Por Fábio Rockenbach*
Quando foi lançado nos cinemas, Gravidade, novo filme de Alfonso Cuarón – responsável por um belo filme que muitos não lembram chamado Filhos da Esperança – conseguiu alguns feitos que repercutiram na época: durante várias semanas, teve 100% de aprovação no Rotten Tomatoes, site que reúne opiniões dos principais críticos de cinema do mundo (hoje, o filme mantém 97% de aprovação). James Cameron, diretor de Avatar, ao sair da premíere do filme, anunciou exaltado a quem quisesse ouvir que era “o maior filme sobre o espaço na história do cinema”. O filme de Cuarón também é apontado como um dos favoritos aos principais Oscars na cerimônia de 2014 e tem, segundo opiniões entusiasmadas, o melhor uso da tecnologia 3D desde o próprio Avatar.

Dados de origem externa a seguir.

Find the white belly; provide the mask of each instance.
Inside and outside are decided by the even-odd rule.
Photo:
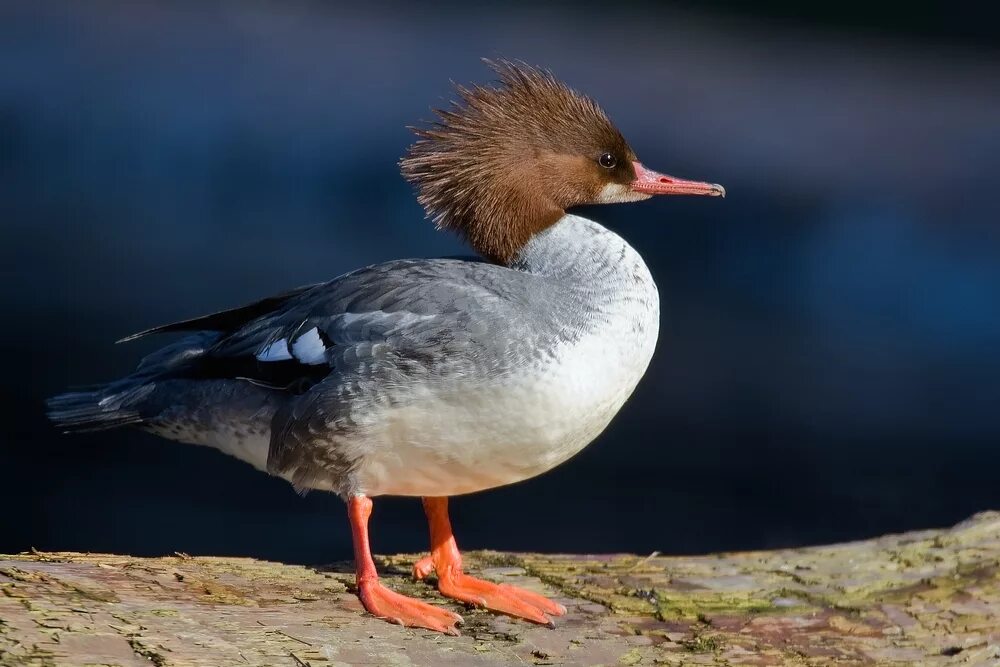
[[[593,335],[525,377],[427,392],[373,415],[368,454],[356,471],[359,490],[450,496],[559,465],[596,438],[635,389],[656,343],[658,314],[650,315],[641,340],[621,330]]]

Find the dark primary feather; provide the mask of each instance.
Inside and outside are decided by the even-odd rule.
[[[161,324],[160,326],[153,327],[152,329],[146,329],[145,331],[125,336],[125,338],[122,338],[117,342],[128,343],[144,336],[150,336],[158,333],[170,333],[174,331],[233,331],[255,317],[265,315],[273,310],[276,310],[277,308],[280,308],[281,305],[290,298],[302,294],[313,287],[316,287],[316,285],[304,285],[302,287],[296,287],[295,289],[289,290],[283,294],[267,297],[266,299],[261,299],[260,301],[240,306],[239,308],[220,310],[217,313],[210,313],[208,315],[194,317],[189,320],[171,322],[170,324]]]

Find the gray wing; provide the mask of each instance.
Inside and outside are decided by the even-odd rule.
[[[537,280],[460,260],[381,264],[295,294],[207,356],[252,359],[260,377],[247,379],[290,394],[272,422],[272,473],[299,486],[331,471],[346,478],[350,456],[317,443],[350,433],[359,415],[404,401],[408,386],[488,379],[537,354],[552,314]],[[280,379],[265,375],[278,369]]]

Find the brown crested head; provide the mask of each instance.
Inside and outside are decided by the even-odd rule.
[[[510,264],[536,233],[582,204],[653,194],[724,194],[721,186],[645,169],[601,108],[523,63],[486,61],[497,87],[457,86],[400,161],[439,228],[483,257]]]

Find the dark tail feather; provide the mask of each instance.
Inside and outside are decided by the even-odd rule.
[[[61,394],[46,401],[48,417],[66,433],[141,424],[138,406],[155,386],[123,380],[95,391]]]

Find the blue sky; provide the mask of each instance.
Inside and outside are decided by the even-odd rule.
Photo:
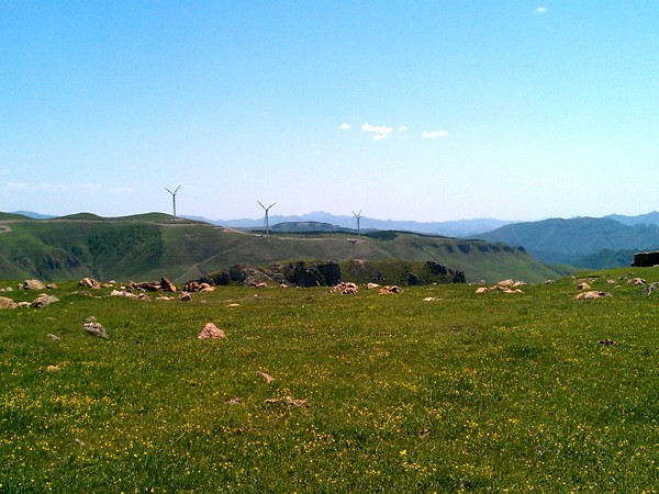
[[[0,211],[659,210],[655,1],[0,0]]]

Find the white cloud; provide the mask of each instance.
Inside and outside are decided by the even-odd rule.
[[[13,191],[22,191],[22,190],[27,190],[30,186],[27,183],[24,182],[9,182],[7,184],[7,190],[10,192]]]
[[[108,189],[108,192],[111,194],[131,194],[133,193],[132,187],[119,187],[114,189]]]
[[[446,137],[448,135],[447,131],[423,131],[421,136],[426,139],[432,139],[436,137]]]
[[[371,124],[361,124],[361,130],[364,132],[375,132],[376,134],[391,134],[393,131],[391,127],[387,125],[371,125]]]

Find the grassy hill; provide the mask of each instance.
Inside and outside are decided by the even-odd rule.
[[[529,254],[545,262],[583,266],[580,261],[584,256],[604,249],[618,251],[659,248],[659,226],[623,225],[610,218],[555,218],[506,225],[481,234],[479,238],[524,246]],[[597,262],[605,257],[600,256]],[[597,266],[593,266],[595,267]]]
[[[560,273],[524,250],[483,240],[465,240],[400,232],[317,233],[258,236],[170,215],[150,213],[101,218],[87,213],[34,221],[1,222],[0,278],[70,280],[109,279],[185,281],[238,262],[434,260],[465,271],[468,280],[515,278],[541,282]]]
[[[654,492],[659,292],[629,273],[659,282],[185,303],[59,283],[0,310],[0,491]],[[585,278],[613,296],[574,300]],[[198,339],[209,322],[226,338]]]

Foi lançado na metade de outubro no Brasil. Dentro de duas semanas, será lançado em DVD nos Estados Unidos – foi lançado na Alemanha há 3 dias. Em breve chega no Brasil, também em Blu-Ray.

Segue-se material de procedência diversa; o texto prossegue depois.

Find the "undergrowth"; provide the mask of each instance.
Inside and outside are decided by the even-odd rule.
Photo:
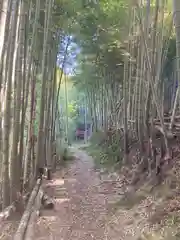
[[[120,168],[122,154],[119,147],[119,136],[118,134],[113,136],[111,144],[106,141],[106,137],[104,132],[95,132],[90,139],[90,145],[81,149],[84,149],[94,158],[95,167],[98,169],[114,170],[114,168]]]
[[[57,165],[65,166],[67,163],[74,160],[74,156],[70,151],[68,144],[61,141],[59,142],[56,149],[57,149],[57,156],[58,156]]]
[[[131,175],[129,173],[133,172],[133,169],[127,166],[129,175],[123,172],[123,153],[120,146],[122,146],[121,139],[118,135],[114,134],[110,143],[105,133],[97,132],[90,139],[90,146],[83,149],[94,158],[97,168],[107,168],[124,174],[128,188],[127,182]],[[150,178],[138,176],[140,182],[130,183],[131,190],[125,191],[124,195],[111,206],[114,214],[119,209],[134,211],[134,219],[139,216],[137,209],[146,212],[148,217],[145,221],[152,229],[155,227],[155,230],[143,233],[137,240],[180,240],[179,173],[180,161],[177,159],[174,167],[165,172],[164,179],[159,185],[154,183],[153,176]]]

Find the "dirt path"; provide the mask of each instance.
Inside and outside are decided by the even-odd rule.
[[[133,216],[121,211],[118,218],[111,206],[120,197],[120,181],[102,179],[93,159],[77,150],[66,173],[56,172],[48,184],[55,198],[54,210],[43,210],[36,224],[37,240],[136,240],[139,228],[132,229]],[[127,223],[127,224],[126,224]],[[124,228],[124,226],[126,228]]]

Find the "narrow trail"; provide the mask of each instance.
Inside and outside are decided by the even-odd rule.
[[[81,150],[66,171],[57,171],[45,186],[55,199],[53,210],[43,210],[36,224],[37,240],[136,240],[133,216],[113,215],[112,202],[120,198],[120,181],[102,179],[93,159]],[[124,228],[126,222],[126,228]],[[133,227],[134,228],[134,227]]]

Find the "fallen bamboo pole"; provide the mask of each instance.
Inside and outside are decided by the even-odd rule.
[[[27,225],[28,225],[29,219],[31,217],[31,213],[33,211],[34,201],[35,201],[36,196],[39,192],[40,185],[41,185],[41,179],[38,179],[32,193],[31,193],[31,196],[29,198],[29,201],[28,201],[28,204],[27,204],[26,209],[24,211],[24,214],[21,218],[19,227],[18,227],[18,229],[16,231],[16,234],[14,236],[14,240],[24,240]]]
[[[41,207],[41,200],[43,198],[43,195],[44,195],[44,193],[43,193],[42,187],[40,187],[39,192],[38,192],[35,202],[34,202],[33,211],[31,213],[31,216],[30,216],[30,219],[28,222],[28,226],[27,226],[27,230],[26,230],[25,238],[24,238],[25,240],[34,240],[35,239],[34,224],[36,223],[37,218],[39,216],[39,210]]]

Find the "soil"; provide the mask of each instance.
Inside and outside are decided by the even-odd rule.
[[[93,159],[75,150],[76,159],[45,183],[54,199],[53,210],[42,210],[35,229],[37,240],[138,240],[146,226],[134,210],[115,211],[122,181],[95,170]]]

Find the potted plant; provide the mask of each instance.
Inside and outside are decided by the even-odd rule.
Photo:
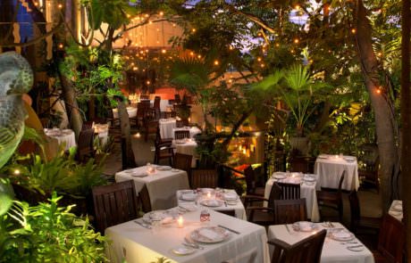
[[[289,118],[292,118],[296,125],[296,133],[289,140],[291,147],[306,155],[309,140],[305,136],[305,125],[315,110],[313,106],[315,93],[327,85],[315,82],[307,67],[294,65],[289,70],[275,71],[256,86],[276,91],[289,111]]]

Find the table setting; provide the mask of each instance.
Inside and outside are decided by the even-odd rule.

Pois então, três meses depois, um dos mais badalados filmes do ano chega aos cinemas por aqui...
Deixando de lado o esquecimento destinado a Passo Fundo no lançamento, Gravidade é o triunfo da arte sobre a tecnologia, porque prova que mesmo apoiado em absoluta técnica, ainda existe um diretor e artista por trás de toda a criação. Essa ideia se comprova a partir da informação de que o filme foi gravado quase inteiramente em estúdio, diante de uma tela verde para inserção de cenários e efeitos em CGI. Cuarón, célebre por fazer brilhantes planos-sequência – aqueles longos planos sem corte – faz de Gravidade, praticamente, o contrário da maioria dos filmes: enquanto normalmente eles são movidos pelo corte e, aqui e acolá, podem conter um plano-sequência, aqui o diretor transforma seu drama espacial em uma série de planos-sequência interrompidos por cortes em determinados momentos.
Mas, ainda que movido pela tecnologia, a história da astronauta (Sandra Bullock) que, após um acidente no espaço, encontra-se à deriva e sozinha, sem comunicação nem apoio, perdida no espaço, fala mais sobre espírito humano do que a rala sinopse pode indicar. É o tipo de filme que, numa segunda revisão, provavelmente mostre que Cuarón faz mais do que movimentar atores de forma ininterrupta em torno de uma ação imaginária, mas que constrói sentidos de forma subliminar conversando conosco sem que percebamos... ou, justamente, porque temos a capacidade de perceber as coisas. Isso é respeitar o público. Cuarón permite que o público acompanhe o drama de sua protagonista de forma quase literal e fala conosco de forma subliminar, nas entrelinhas, nos permitindo absorver a trama e raciocinar sobre ela. O drama humano passa do individual ao coletivo. É uma daquelas histórias que, sem nos darmos conta, nos pega de um jeito que nós nos vejamos inconscientemente segurando o tecido da cadeira ou contorcendo o pé de tensão...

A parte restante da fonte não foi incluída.